In his eight seasons in the National Hockey League, Riley Cote estimates he got into hundreds of fistfights. Cote was an enforcer—a tough guy whose job was to keep the other team’s players in check. If an opponent got too physical on the ice, Cote would put him in line.
He retired in 2010, having sustained repeated trauma to his brain and body. Cote suffered from chronic pain, and worried what might happen to his battered mind as he aged. Then in 2013, he tried cannabidiol, more commonly known as CBD. “It’s been a game changer for sure,” Cote says. Now he reports he uses it at least twice a day.
In the wake of the opioid crisis and with a growing body of evidence showing the dangers of repeated brain injuries, cannabis and its extract cannabidiol have come to seem like promising wonder drugs that can reduce dependence on opioids. In 2017, the World Anti-Doping Agency removed CBD from its list of banned substances. That same year, former National Basketball Association commissioner David Stern said the league should change its policies to allow players to use medical marijuana. And this year, the National Football League Players’ Association partnered with the NFL to study marijuana and CBD as alternatives to other pain therapies, namely opioids.
CBD, which is both not psychotropic and not addictive, has garnered several star advocates. Enthusiasts like former New York Giants receiver Tiki Barber, former Boston Celtic Paul Pierce, and recently retired New England Patriots star Rob Gronkowski all have their own CBD companies that promote the substance as a powerful healing tool that can manage pain, and in Pierce’s case, help with crippling anxiety. Their advocacy has raised the drug’s profile and helped kick off a national conversation.
But is the science as convincing as their sales pitch? Scientists believe CBD is doing something to alleviate chronic pain and inflammation, but what exactly that is, and what the proper doses or best delivery methods are, remain a mystery. “Large numbers of people are seeing anecdotal benefits, so there’s something there,” says Jeffrey Raber, a chemist and CEO of the Werc Shop, a cannabis lab in California. “I don’t think we’re very close to having figured it out yet.”

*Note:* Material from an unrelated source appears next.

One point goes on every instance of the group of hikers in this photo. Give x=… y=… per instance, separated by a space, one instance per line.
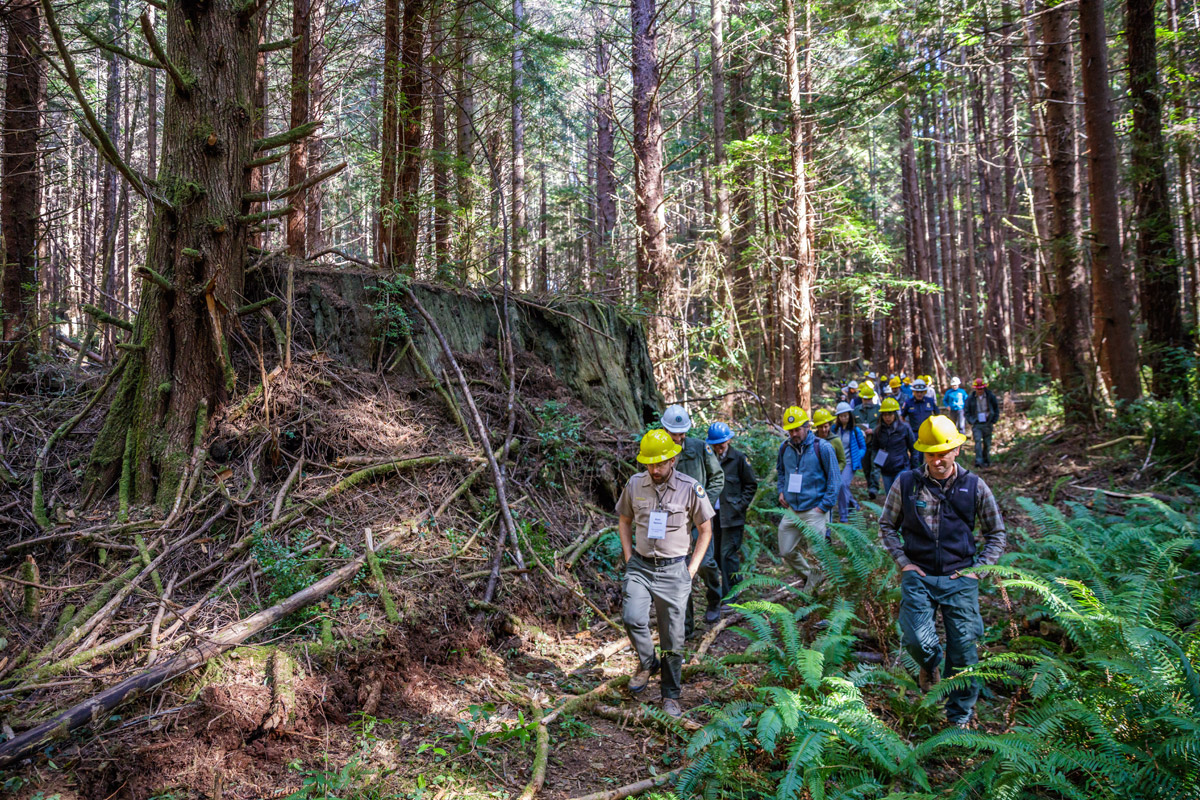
x=684 y=517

Like THC, the more famous, psychoactive compound in weed, CBD is derived from marijuana or hemp. It acts on the endocannabinoid system, interacting with the CB1 and CB2 receptors all over your body that help regulate many functions including sleep, memory, appetite, pain, metabolism, and the reproductive system. CBD won’t get you high, but research on rodents suggests it might have significant curative powers.
One study, for example, has found that rubbing CBD cream on the joints of arthritis-afflicted rats could help treat their ailment by reducing inflammation. Another one found that CBD could also reduce pain from osteoarthritis. Researchers showed that rats were able to bear more weight on their afflicted limbs and had less inflammation in their joints after taking CBD.
Rodents, though, aren’t people. Their metabolisms work differently. They don’t suffer from the same conditions as humans. And something as complex as pain, with its many causes, is better studied in humans when possible. “We really do need more clinical trials and more research,” says Andrea Hohmann, a cannabidiol researcher at the University of Indiana who is studying CBD’s potential as a nonaddictive pain therapy.
CBD intrigues her because it appears to be a relatively safe compound compared with more powerful painkillers, like oxycontin or fentanyl. Given that a significant number of retired NFL players report using opioids, a new medication option could make a big difference.